Other considerations mentioned in the report include children’s emotional, social and developmental skills, the support available to them once they enter the classroom and the continued monitoring of their progress.
The report said school readiness is now widely accepted to be a multi-dimensional concept that incorporates not only a child’s readiness for the learning environment, but also the learning environment’s readiness for the child. School readiness also includes the capacity of families, communities and services to provide the necessary opportunities, conditions and support to optimise children’s learning and development.
With so much to consider it is no wonder parents are choosing to err on the side of caution when it comes to choosing a start date for their children. Though there are many conflicting views on the matter, ultimately the decision is made with the individual child in mind. It is clear more and more families are choosing to delay, only time will tell if it makes a difference.

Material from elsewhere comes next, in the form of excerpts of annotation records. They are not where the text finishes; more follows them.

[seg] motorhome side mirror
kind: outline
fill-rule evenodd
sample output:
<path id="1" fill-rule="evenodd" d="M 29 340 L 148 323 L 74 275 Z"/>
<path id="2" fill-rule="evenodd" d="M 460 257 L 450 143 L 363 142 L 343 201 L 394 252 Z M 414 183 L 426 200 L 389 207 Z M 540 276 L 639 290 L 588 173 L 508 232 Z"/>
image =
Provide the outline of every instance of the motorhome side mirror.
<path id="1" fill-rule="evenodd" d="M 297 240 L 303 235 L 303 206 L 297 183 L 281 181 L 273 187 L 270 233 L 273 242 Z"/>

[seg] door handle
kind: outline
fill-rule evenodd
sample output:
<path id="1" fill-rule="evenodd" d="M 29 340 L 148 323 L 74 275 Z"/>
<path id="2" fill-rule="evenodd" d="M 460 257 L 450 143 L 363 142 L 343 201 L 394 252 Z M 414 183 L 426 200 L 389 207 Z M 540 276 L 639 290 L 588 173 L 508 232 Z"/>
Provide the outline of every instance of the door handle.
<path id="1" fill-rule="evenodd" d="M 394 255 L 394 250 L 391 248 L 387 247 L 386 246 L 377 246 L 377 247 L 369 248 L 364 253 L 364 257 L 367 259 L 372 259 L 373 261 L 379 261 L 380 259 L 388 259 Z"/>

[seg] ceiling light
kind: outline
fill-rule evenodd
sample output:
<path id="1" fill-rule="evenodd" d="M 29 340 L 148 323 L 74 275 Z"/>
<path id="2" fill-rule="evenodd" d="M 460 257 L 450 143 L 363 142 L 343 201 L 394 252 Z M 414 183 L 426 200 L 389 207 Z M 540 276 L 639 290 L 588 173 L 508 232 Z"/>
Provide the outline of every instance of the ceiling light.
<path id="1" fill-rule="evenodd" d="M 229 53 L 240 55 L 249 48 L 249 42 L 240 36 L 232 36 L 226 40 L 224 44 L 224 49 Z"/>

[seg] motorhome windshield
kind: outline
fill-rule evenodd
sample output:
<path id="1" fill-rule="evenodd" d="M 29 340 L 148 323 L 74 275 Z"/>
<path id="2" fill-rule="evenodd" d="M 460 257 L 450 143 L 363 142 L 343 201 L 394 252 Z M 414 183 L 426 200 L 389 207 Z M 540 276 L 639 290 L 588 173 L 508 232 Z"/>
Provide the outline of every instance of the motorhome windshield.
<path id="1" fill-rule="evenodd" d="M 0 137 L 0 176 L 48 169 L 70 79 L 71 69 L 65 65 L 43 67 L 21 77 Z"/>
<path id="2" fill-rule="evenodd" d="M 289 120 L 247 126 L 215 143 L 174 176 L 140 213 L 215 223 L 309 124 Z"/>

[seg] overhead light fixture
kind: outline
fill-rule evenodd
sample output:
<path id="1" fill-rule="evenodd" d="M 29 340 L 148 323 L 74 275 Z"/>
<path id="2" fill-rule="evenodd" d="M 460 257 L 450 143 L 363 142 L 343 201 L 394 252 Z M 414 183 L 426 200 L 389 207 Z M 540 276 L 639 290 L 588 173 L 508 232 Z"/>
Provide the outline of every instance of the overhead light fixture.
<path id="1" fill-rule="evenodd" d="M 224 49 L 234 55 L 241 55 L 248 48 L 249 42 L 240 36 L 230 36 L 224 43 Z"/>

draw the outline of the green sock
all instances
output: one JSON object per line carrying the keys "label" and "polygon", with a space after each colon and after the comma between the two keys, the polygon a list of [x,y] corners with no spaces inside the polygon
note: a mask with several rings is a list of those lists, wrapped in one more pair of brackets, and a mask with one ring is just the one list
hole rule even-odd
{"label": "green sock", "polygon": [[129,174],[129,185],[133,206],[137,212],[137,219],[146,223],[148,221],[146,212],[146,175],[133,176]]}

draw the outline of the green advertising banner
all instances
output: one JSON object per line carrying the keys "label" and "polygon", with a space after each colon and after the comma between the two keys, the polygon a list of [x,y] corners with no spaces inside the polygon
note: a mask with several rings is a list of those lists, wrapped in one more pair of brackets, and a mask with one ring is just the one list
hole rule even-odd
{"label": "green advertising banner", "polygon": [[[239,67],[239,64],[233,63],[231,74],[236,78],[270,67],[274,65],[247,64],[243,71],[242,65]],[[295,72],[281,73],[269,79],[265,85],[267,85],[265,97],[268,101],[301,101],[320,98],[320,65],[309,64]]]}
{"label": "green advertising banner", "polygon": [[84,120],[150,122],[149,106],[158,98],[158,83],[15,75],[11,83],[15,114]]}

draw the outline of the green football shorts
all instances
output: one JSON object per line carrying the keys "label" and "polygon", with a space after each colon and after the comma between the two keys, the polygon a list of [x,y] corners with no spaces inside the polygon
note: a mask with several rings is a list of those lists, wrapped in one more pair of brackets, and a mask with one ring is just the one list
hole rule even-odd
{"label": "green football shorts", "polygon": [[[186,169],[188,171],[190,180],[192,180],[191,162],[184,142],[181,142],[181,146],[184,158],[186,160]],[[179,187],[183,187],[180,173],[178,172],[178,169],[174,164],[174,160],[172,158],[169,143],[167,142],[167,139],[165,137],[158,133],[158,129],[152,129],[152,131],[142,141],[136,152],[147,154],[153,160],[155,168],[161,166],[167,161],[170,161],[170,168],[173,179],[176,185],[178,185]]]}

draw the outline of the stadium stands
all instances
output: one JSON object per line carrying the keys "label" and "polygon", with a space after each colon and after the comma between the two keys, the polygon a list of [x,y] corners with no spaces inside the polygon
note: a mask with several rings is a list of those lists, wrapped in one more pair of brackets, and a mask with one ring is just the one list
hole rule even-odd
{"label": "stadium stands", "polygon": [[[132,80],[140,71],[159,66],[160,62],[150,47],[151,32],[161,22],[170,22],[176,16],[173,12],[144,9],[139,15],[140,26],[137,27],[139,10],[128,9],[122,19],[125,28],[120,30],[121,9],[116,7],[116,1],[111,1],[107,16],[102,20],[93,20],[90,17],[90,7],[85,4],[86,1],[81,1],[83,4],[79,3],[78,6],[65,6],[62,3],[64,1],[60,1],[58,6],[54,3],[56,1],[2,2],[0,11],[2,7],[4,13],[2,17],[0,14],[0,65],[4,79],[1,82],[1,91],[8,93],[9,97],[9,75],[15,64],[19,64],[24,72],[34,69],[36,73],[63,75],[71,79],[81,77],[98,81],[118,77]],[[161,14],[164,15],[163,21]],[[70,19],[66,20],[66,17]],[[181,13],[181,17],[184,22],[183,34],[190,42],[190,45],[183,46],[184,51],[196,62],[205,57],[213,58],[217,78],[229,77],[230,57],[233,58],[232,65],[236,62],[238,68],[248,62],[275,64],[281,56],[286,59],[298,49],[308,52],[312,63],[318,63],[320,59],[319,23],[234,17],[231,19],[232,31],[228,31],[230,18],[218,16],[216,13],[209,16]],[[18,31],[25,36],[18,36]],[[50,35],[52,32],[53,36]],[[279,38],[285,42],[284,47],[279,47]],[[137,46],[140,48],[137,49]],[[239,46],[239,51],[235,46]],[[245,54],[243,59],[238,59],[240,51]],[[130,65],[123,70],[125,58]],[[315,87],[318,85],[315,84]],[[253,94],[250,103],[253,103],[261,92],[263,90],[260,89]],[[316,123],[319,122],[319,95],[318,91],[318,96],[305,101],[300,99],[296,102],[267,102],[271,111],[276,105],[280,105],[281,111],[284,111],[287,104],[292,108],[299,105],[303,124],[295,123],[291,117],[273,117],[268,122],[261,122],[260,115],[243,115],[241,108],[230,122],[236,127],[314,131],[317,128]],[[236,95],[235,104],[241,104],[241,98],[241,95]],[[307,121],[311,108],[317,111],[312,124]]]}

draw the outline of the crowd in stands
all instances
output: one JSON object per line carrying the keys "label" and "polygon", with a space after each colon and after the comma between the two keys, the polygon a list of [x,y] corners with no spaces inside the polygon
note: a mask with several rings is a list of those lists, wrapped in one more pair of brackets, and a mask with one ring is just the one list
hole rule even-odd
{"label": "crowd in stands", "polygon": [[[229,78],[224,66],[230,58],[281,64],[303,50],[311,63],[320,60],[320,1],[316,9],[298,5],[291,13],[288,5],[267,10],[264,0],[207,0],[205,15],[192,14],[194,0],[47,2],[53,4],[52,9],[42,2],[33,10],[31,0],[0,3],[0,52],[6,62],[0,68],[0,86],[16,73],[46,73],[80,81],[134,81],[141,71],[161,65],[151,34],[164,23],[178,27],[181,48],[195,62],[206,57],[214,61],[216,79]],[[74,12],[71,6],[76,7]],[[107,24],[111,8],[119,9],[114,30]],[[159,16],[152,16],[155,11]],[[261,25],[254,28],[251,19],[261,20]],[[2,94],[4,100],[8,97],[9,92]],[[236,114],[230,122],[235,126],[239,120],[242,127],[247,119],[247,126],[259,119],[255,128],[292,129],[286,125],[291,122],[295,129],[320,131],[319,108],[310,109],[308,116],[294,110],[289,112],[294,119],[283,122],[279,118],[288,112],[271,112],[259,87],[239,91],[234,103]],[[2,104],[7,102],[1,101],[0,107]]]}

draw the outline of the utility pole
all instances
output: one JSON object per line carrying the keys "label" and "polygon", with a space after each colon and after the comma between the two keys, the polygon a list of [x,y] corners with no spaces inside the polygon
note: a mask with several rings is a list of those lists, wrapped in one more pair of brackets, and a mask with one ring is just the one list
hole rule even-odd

– Around 100,000 students started primary school in NSW in 2020
– 70,610 of those were at NSW government schools
– Children who turn six by July in the year they begin kindergarten increased to 19,019 in 2022, up from just 13,209 2012
– They now make up 28 percent of enrolments compared to 19 percent 10 years ago
– On average, children who start school the year they turn six are more likely to have developed the skills and competencies to thrive in a formal learning environment
– Students in Year 3 received slightly higher NAPLAN results if held back. But this slight advantage reduced at Years 5 and 7. By Year 9 students held back did no better on NAPLAN tests
– One study showed any variance in performance attributed to starting school later were negligible by high school age.